Há dois significados. Aquele acordo feito pelo governo com o Senado (o Planalto editou a MP com sugestões dadas por senadores para que eles aprovassem o texto sem modificações) tinha apenas uma função formal, um verniz para aprovar a reforma trabalhista. E o governo mostra que não tem interesse algum, do ponto de vista político, em melhorar o texto quanto ao que é inconstitucional. Fora isso, MP que caduca traz ainda mais insegurança jurídica ao cenário.
Em seis meses, temos a vigência de quatro variações da lei trabalhista. Com isso, os juízes estão julgando os processos com segurança?

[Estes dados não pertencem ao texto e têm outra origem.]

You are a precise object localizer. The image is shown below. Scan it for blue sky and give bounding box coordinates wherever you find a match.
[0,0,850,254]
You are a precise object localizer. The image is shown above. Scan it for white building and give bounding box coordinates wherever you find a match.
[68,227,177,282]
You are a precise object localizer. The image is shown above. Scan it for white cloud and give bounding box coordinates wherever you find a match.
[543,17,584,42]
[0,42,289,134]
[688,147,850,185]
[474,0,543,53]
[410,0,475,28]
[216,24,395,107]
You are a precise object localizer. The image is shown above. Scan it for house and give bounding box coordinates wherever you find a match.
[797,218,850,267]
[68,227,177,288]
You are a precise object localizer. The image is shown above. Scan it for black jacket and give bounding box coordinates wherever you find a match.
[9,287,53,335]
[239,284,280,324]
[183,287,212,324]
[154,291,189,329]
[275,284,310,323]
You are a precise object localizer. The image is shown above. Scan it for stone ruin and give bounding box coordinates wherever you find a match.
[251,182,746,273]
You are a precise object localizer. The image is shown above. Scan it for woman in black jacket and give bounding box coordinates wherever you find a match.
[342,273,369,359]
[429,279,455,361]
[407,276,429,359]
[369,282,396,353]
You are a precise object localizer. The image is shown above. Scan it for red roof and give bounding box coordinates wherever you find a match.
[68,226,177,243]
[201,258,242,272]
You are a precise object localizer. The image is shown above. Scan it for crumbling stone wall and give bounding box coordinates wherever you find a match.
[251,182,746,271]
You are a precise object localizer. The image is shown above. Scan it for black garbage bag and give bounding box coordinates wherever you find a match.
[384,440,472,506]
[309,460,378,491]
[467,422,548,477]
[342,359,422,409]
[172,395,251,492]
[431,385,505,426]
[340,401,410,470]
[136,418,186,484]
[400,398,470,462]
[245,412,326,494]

Ouço de colegas que há muitas dúvidas. A confusão é tamanha porque as possibilidades jurídicas são muitas. Se a intenção com a reforma era entregar segurança jurídica, não deu certo. Muita coisa terá de ser discutida, especialmente em relação à MP. Pela Constituição, uma vez que ela caduque, perde efeitos e, portanto, voltam a valer os textos anteriores.
Quais são as principais dúvidas que os magistrados levam à Anamatra?
Isso será medido em maio, no 19º Congresso Nacional dos Magistrados do Trabalho. As principais dúvidas até o momento são referentes à questão do direito intertemporal, se a jornada de 12 horas por 36 é constitucional por acordo individual, a questão do trabalhador hipersuficiente econômico (que tem negociação diferenciada com o empregador), entre outras.
O Tribunal Superior do Trabalho (TST) adiou por 30 dias a definição se a reforma trabalhista vale também para contratos e processos antigos. A Corte está demorando em se posicionar?
O TST está tendo uma cautela saudável. Ele é um órgão de cúpula na Justiça do Trabalho com a função de unificar jurisprudência colidente. Jurisprudência significa o seguinte: preciso ter um TRT (Tribunal Regional do Trabalho) falando uma coisa e um TRT falando outra coisa para poder unificar o entendimento. Mas boa parte dessas questões nem chegaram a alguns TRTs, que ainda não têm posições firmadas.
Como está o fluxo de processos cinco meses após a entrada em vigor da reforma?
Caiu. De acordo com o TST, no primeiro trimestre deste ano, tivemos 355 mil ações. No mesmo período do ano passado tivemos 643 mil ações. É importante observar o que isso sinaliza. É um bom sinal? É perene? Acho que não é perene. Os escritórios de advocacia estão em compasso de espera, aguardando pacificação dos aspectos polêmicos. A segunda razão, que me preocupa mais, é o medo. Os trabalhadores estão com medo (de perder a causa e arcar com as custas do processo) mesmo tendo convicção do seu direito. Como eles não sabem se vão conseguir provar ou não, estão se restringindo, muitas vezes, às verbas rescisórias. Isso é preocupante.
Vários pontos da reforma trabalhista têm a constitucionalidade questionada. O Supremo está demorando para se posicionar?
Acho que sim. Acho que seria importante que o STF se pronunciasse o quanto antes. Neste caso, não vale o que falei do TST, que é um tribunal de uniformização de jurisprudência. O STF é uma corte constitucional que não precisa esperar ninguém. Se a Corte decidir, vincula todos os outros juízes e aí pacifica. Poderia haver uma preocupação estratégica da própria presidente Cármen Lúcia em relação a isso. Poderia fazer uma pauta mais breve, conforme os relatores entreguem seus votos, para que as questões se resolvam logo e tornem o horizonte um pouco mais claro de segurança jurídica diante de tantos pontos duvidosos.